Rasmus Kofoed, Geranium chef and restaurateur / Photo: Joachim Adrian, Ritzau Scanpix

“My kitchen at Geranium has long been focused on vegetables, fish and shellfish as the star on the plate, with small quantities of meat,” Kofoed explained on Instagram. “The menu is a reflection of me, of who I am and how I am evolving as a chef and as a human being. I haven’t been eating meat for the last five years at home, so to no longer use meat on the new menu was a logical decision and a natural progression for Geranium.”

To underline their commitment to sustainable gastronomy, several restaurants have signed up to Zero Foodprint Nordic. Launched earlier this year, it is a crowdfunding system where restaurants add 1% to diners’ bills to support the non-profit’s regenerative farming partnerships.

Named the world’s top restaurant after Noma, Geranium is going meat-free from 2022. Photo: Claes Bech-Poulsen, Ritzau Scanpix

Green is the new gold

These efforts haven’t gone unnoticed, including by Michelin Guide, the organisation that awards the coveted gold stars.
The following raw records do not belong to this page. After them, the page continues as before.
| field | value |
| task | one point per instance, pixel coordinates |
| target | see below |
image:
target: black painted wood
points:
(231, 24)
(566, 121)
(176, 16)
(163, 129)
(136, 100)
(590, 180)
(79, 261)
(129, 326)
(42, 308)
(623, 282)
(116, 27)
The Nordics were among the first countries in which the Michelin Guide rolled out its green star, a clover leaf emblem introduced in 2020 that recognises restaurants at the forefront of sustainability. The Nordic region now has a total of 34 green star restaurants. Among them are Amass and Noma in Denmark, Fotografiska in Sweden, which champions dishes like compost-baked onion and zero-waste apple sorbet, and Norway’s Maaemo, whose menu revolves around organic, biodynamic and foraged ingredients.

“There is a possibility to eat better and more sustainably. But there is a need for a joint effort across the food system”

Roberto Flore, head of Skylab FoodLab / Photo: Kasper Kristoffersen

One of the great legacies of the 2004 food manifesto is that it created consumer demand for healthy, high-quality products, says Roberto Flore, head of Skylab FoodLab, a food system change laboratory at the Technical University of Denmark, and former head of R&D at Noma’s Nordic Food Lab. But he warns against seeing chefs as the silver bullet for all food system fixes. “I believe that there is a possibility to eat better and more sustainably. But it cannot be only the chefs, it cannot be only the supermarkets, it cannot be only a new policy. There is a need for a joint effort across the food system.” And with the link between food systems and climate change becoming increasingly clear, the time to dig in is now.

 

Homepage photo: Geranium’s signature dish with wood sorrel and woodruff

Matt Orlando’s tasty sustainability tips

  • The tops of most vegetables are delicious if sautéed and made into pesto.
  • Packing spent coffee grounds around beets and carrots before roasting them gives the veggies a flavourful kick.
  • Apple cores can be dried and made into tea.
  • Take 15 minutes to plan your meals for the week and buy accordingly. It will reduce your food waste exponentially.